Ces services profitent à tout le monde, mais ce sont surtout les moins aisés qui en ont besoin.
Toutes ces politiques visent à donner à chacun d’entre nous les moyens de vivre sa vie, elles renforcent la cohésion sociale. Aussi je ne puis que m’affliger quand je vois ceux-là même qui ont besoin des services publics et de l’action de l’Etat vitupérer contre les impôts et taxes alors qu’ils n’en paient qu’une toute petite partie et reçoivent au contraire beaucoup.
C’est par ce mécanisme de transfert que si le revenu brut des 10% les plus riches est 21 fois supérieur au revenu des 10% les plus pauvres, il n’est plus après impôts et prestations sociales que 5 fois plus élevé.

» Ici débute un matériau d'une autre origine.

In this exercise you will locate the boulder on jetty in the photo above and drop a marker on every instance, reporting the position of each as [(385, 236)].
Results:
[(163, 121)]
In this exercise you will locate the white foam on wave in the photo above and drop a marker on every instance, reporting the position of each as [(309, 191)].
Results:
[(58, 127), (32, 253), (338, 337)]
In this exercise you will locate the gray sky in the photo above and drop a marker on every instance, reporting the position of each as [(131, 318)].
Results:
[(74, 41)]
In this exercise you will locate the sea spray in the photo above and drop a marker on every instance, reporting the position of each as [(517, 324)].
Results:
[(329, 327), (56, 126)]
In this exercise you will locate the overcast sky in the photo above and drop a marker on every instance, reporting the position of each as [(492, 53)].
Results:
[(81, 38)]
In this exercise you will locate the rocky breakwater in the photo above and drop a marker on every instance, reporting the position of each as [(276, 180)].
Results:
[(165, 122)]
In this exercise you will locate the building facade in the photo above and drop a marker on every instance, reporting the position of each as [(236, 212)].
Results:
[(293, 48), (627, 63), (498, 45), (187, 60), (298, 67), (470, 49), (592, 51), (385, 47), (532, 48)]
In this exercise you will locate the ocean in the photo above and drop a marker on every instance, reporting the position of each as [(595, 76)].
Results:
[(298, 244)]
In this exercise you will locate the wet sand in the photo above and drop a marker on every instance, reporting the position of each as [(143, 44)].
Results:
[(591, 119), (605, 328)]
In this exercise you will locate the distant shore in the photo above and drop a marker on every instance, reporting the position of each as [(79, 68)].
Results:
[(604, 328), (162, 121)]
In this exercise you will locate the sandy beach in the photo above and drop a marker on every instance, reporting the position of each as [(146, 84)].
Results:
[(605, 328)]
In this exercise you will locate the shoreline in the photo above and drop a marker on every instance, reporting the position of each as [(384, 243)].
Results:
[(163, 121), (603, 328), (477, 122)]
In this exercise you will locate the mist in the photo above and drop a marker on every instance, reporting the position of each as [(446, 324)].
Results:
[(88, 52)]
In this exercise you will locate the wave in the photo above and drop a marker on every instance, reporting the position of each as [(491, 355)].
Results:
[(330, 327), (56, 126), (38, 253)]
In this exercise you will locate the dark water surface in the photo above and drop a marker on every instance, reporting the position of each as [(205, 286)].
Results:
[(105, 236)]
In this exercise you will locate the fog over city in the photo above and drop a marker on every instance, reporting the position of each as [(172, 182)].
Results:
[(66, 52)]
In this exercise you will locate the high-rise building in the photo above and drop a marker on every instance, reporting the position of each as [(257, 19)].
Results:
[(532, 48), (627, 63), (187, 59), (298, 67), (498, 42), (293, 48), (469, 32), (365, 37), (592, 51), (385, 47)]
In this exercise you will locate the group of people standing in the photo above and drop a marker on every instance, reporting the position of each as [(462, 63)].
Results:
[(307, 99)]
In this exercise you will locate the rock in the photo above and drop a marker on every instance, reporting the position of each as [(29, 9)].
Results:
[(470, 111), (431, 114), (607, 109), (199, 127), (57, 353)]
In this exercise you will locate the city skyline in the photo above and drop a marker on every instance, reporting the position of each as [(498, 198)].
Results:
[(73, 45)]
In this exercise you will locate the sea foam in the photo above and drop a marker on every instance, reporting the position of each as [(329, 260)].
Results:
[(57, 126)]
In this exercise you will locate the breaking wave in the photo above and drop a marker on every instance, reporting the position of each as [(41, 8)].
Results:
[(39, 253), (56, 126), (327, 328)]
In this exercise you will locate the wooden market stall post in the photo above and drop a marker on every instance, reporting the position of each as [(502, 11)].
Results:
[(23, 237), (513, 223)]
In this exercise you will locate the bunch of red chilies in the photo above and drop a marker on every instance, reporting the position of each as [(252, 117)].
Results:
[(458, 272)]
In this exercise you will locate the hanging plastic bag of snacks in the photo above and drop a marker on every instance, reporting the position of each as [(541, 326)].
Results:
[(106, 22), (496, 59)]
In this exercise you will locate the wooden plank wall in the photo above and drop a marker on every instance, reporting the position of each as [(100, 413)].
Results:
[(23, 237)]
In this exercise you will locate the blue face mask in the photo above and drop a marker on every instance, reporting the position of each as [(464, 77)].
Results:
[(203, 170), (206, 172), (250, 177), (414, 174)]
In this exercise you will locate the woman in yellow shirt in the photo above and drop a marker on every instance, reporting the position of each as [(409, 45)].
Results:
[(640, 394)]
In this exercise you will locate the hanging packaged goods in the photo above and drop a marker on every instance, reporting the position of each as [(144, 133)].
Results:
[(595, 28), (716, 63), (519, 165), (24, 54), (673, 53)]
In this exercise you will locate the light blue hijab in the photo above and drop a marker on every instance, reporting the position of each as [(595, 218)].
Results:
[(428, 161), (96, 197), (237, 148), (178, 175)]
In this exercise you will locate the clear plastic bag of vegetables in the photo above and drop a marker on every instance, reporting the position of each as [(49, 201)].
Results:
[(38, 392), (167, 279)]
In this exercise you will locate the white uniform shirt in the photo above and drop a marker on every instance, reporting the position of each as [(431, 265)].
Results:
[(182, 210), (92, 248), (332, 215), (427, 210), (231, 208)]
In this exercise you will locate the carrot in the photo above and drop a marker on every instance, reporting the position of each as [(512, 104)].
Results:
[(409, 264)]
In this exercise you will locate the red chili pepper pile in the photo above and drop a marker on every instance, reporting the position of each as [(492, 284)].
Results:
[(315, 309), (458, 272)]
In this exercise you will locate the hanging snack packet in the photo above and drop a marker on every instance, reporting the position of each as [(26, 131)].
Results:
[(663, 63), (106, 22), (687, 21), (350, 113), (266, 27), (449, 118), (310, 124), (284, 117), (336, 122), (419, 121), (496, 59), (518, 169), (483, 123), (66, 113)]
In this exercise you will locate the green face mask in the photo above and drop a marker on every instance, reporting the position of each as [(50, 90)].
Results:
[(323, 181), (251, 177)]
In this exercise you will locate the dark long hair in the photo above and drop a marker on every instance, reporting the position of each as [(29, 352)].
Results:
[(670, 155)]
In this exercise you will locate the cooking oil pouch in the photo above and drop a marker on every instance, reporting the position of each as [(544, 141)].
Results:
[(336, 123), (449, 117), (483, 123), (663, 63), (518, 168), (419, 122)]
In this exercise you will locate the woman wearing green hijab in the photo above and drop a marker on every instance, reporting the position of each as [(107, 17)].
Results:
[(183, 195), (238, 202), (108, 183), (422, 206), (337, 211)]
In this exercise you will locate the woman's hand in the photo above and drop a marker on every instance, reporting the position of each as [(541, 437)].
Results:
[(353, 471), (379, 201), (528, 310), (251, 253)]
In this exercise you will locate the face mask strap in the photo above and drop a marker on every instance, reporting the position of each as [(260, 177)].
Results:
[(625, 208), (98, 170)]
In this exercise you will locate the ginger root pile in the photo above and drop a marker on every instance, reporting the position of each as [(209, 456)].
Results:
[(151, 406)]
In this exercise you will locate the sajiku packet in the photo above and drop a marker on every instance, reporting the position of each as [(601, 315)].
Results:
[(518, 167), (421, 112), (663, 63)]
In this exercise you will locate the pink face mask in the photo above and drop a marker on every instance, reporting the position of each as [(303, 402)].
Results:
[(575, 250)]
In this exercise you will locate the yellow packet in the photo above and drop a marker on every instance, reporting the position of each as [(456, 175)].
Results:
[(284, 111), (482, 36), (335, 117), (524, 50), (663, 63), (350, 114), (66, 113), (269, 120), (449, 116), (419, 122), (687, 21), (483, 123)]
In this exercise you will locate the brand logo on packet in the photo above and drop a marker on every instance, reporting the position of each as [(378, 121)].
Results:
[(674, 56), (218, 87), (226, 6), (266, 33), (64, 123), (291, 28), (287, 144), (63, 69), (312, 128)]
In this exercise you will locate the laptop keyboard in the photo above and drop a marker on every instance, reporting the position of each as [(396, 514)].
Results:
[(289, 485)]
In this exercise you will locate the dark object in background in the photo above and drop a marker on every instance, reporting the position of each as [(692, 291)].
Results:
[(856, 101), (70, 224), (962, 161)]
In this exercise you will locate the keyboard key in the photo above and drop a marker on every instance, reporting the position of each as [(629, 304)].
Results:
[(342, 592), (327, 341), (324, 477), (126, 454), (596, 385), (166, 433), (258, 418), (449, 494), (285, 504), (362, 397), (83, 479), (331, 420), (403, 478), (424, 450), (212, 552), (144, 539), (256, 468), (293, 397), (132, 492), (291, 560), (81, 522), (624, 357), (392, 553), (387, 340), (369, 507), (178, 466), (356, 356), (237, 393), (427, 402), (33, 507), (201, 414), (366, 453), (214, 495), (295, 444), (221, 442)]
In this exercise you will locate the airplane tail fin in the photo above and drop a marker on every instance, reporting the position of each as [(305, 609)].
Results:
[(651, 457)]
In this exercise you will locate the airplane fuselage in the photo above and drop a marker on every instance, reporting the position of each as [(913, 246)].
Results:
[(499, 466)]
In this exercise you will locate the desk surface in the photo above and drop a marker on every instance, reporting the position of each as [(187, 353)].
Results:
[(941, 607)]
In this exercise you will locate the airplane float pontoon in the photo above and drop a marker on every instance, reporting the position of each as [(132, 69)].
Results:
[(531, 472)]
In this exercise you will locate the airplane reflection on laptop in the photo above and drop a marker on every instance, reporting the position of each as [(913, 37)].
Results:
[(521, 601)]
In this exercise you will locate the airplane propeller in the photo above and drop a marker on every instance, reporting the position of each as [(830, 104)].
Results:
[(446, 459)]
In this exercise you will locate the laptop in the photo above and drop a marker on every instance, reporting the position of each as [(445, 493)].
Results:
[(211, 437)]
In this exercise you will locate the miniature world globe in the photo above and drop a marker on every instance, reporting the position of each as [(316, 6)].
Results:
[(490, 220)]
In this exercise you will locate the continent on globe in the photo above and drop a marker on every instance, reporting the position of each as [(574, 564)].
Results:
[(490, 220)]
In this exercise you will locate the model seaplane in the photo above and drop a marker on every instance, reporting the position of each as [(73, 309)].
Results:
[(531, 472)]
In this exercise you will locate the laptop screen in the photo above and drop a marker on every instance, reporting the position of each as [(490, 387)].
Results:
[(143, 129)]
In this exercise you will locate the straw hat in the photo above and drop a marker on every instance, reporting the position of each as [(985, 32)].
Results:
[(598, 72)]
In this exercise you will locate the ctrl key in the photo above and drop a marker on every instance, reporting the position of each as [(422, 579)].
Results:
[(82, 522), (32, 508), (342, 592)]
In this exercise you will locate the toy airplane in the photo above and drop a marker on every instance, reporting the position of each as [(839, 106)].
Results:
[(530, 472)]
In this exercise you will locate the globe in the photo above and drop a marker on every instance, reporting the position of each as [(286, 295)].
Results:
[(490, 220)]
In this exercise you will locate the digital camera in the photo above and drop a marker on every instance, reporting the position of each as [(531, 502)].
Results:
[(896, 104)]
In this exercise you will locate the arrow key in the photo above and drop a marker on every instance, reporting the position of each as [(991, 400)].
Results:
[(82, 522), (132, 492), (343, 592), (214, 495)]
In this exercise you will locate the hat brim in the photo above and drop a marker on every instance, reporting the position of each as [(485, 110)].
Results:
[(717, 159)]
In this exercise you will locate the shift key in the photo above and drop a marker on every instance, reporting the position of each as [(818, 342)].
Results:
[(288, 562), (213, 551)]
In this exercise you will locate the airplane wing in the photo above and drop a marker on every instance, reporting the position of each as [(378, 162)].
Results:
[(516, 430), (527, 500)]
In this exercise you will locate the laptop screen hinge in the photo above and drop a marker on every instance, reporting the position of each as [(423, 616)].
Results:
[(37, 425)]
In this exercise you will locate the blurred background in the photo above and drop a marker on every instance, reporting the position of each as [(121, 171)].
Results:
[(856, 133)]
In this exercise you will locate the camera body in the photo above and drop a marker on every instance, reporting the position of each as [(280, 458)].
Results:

De même, le rapport entre le revenu des 20% les plus riches et des 20% les plus pauvres est ramené de 8,3 fois à 4 fois.
Le combat contre les impôts et les taxes est l’exemple typique de ce que le populisme veut faire du débat public. Cacher les réalités et abuser du ressenti. Les fins de mois sont difficiles pour beaucoup, mais c’est d’abord faute d’emplois, mais aussi pour beaucoup, faute de qualification.
Alors encourageons nos enfants à acquérir des qualifications manuelles, intellectuelles, artistiques, de vrais savoir-faire et savoir-être plutôt que de leur répéter sans cesse qu’ils ont des droits."